I have a sproc that returns data from a table using a simple SELECT. There
are quite a few rows returned, e.g. ~150,000.

In my first application, I use a reader on the sproc and iterate through the
rows, writing them out to a file. This takes about 5 minutes until I close
the reader.

Whilst this is going on, I have another application that is trying to insert
rows into the table. Normally, the inserts happen straight away, but when
the reader is open each insert takes a very long time to complete.
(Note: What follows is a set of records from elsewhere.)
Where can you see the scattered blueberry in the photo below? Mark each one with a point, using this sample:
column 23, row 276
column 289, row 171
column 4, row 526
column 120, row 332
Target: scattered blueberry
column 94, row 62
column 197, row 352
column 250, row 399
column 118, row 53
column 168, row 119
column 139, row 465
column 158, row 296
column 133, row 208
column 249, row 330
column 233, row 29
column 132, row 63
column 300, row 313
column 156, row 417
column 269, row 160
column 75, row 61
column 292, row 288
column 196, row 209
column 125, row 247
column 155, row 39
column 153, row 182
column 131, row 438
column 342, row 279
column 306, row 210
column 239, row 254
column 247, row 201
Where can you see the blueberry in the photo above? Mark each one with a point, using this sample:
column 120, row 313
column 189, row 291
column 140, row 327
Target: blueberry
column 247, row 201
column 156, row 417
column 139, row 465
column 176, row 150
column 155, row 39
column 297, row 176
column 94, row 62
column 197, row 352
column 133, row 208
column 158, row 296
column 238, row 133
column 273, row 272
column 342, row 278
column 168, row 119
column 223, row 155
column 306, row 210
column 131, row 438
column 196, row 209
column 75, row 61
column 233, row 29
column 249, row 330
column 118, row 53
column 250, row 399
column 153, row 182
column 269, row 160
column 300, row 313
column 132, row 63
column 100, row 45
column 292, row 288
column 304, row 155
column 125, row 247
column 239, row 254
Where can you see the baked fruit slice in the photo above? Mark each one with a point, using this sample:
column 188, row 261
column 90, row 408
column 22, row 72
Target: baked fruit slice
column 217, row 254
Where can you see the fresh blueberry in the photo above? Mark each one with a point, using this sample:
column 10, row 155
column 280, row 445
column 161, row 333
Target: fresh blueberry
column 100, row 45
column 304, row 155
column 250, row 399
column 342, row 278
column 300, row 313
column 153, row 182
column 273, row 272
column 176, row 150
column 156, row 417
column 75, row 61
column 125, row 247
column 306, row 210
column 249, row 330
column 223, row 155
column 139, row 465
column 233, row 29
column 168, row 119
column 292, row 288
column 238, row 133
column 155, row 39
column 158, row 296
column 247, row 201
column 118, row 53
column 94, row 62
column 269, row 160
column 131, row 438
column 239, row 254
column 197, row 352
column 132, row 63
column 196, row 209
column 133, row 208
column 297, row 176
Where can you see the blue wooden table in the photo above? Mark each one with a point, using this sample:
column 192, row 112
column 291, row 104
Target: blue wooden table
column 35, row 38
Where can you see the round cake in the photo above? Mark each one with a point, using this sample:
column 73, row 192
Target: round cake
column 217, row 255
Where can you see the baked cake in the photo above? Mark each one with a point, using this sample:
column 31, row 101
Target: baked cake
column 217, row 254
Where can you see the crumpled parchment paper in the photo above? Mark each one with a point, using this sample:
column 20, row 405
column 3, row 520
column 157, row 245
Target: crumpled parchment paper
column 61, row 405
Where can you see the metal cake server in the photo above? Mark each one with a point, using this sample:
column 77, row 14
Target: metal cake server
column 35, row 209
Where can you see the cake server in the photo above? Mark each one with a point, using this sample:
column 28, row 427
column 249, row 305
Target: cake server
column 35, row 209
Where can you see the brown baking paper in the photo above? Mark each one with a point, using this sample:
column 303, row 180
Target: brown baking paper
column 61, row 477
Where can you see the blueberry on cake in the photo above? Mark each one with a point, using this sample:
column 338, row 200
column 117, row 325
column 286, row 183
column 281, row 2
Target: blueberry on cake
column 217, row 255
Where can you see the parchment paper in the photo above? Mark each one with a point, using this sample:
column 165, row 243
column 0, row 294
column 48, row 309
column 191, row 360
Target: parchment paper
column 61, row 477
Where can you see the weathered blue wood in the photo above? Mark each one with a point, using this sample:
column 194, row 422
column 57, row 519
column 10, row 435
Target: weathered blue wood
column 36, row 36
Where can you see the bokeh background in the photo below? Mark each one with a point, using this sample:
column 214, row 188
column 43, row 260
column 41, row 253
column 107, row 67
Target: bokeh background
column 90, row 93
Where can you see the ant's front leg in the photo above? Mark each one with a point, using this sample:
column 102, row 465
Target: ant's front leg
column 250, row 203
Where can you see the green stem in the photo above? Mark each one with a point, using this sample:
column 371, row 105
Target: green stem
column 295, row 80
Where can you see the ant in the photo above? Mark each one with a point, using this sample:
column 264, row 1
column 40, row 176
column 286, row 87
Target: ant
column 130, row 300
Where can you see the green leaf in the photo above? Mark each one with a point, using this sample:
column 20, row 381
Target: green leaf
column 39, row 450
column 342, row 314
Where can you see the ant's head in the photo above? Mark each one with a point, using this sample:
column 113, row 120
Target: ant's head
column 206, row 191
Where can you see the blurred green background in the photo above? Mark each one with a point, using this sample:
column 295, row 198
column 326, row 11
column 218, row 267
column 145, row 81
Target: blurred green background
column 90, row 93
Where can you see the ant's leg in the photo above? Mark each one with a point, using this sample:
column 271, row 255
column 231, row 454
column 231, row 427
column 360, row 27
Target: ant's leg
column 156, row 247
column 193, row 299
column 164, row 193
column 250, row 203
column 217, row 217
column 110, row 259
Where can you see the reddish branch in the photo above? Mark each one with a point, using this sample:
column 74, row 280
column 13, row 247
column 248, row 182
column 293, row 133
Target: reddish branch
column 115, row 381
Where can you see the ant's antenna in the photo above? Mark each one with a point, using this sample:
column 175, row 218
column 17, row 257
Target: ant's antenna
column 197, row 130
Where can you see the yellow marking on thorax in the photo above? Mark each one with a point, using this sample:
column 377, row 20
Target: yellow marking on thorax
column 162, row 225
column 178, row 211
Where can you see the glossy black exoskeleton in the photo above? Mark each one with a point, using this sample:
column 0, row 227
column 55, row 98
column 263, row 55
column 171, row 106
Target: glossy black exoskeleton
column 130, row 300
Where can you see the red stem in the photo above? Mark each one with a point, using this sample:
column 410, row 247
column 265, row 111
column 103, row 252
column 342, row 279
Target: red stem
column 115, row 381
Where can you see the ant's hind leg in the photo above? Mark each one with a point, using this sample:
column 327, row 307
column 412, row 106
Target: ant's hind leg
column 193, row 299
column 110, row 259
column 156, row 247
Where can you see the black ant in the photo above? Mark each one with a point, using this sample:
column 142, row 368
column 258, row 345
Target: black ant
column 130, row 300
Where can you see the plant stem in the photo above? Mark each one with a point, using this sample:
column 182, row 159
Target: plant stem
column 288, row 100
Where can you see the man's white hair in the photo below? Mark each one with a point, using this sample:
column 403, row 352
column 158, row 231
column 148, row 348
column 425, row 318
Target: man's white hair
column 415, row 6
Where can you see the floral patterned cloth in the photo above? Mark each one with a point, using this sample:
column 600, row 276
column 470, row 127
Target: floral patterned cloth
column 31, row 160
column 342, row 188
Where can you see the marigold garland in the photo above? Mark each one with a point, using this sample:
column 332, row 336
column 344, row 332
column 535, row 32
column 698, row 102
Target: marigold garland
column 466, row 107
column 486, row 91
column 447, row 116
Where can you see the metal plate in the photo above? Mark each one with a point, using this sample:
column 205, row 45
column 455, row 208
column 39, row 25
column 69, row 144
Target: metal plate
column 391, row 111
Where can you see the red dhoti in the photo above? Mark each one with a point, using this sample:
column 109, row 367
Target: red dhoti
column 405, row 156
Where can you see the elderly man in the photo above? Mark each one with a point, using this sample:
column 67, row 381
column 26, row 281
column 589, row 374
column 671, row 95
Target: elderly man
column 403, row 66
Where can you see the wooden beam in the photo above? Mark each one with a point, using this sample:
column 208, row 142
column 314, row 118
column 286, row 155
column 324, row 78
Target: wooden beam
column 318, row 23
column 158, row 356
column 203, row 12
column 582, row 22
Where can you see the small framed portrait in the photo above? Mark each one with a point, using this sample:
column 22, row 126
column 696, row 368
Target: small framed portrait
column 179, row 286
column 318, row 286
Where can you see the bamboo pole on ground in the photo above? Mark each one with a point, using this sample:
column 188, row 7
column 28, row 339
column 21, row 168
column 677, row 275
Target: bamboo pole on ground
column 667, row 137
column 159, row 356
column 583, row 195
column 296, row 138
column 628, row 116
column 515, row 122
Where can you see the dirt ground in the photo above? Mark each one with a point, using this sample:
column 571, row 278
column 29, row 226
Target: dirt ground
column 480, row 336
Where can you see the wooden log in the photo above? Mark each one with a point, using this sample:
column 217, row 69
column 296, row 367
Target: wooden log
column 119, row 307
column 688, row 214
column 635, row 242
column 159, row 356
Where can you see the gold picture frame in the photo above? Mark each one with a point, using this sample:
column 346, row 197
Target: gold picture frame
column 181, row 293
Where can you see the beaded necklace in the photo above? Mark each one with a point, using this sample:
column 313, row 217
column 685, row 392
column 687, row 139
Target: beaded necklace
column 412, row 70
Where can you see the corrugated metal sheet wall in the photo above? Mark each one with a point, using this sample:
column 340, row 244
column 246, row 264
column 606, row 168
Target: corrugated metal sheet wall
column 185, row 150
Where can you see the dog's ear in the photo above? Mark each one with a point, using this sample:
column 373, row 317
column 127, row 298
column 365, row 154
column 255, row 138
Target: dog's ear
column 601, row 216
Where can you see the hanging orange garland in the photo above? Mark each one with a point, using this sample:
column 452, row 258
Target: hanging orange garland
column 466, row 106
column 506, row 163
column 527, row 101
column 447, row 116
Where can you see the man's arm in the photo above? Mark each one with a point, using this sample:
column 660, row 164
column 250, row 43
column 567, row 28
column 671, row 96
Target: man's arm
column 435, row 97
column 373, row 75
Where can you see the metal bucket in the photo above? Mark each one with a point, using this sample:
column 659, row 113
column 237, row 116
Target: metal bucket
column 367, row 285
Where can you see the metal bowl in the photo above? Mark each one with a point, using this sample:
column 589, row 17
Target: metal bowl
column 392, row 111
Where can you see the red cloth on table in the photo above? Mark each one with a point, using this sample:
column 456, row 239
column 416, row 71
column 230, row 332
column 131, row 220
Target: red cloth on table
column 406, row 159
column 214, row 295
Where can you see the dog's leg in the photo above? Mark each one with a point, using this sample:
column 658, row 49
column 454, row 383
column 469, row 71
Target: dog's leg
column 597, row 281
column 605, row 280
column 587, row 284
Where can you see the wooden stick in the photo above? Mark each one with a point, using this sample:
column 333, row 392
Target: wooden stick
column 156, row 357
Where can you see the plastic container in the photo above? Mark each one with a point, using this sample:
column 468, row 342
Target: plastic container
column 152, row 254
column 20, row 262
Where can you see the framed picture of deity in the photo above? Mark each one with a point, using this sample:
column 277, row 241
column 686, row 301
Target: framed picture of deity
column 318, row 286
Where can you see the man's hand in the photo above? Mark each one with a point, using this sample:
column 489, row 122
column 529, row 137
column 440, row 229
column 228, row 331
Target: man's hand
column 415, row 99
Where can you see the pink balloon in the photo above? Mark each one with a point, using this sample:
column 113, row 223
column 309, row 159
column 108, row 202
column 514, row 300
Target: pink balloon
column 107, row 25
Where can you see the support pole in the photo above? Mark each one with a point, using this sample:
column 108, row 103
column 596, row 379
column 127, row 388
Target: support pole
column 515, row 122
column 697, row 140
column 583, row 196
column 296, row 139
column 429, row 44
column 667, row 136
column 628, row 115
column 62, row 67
I realise that this is not an unreasonable thing to happen, given that I am
trying to write to the table whilst reading from it, but the rows being
written will never be included in the WHERE clause in my select statement,
and even if they were (which they won't), I wouldn't want them included in
the selected rows.

Is there a way to read rows so that inserts can still occur without
blocking?

I am using VB.NET in VS2005, and SQL Server 2005.

TIA

Charles

Consider using snapshot isolation, so that readers do not block
writers.
 
Hi Göran

Thanks for the tip. That fits in with what I am seeing. I will give it a
try.

Charles
 
Hi Alex

I have just been reading about snapshot isolation and it also looks like a
likely candidate, as are some of the other suggestions.

Thanks.

Charles
 
Charles,

I thought that I had read once from William Vaughn that in fact the
datareader is processing a big resultset, which is simply build in one time.
Therefore the problem seems strange for me.

Try it in the AdoNet newsgroup, this is honey for Bill.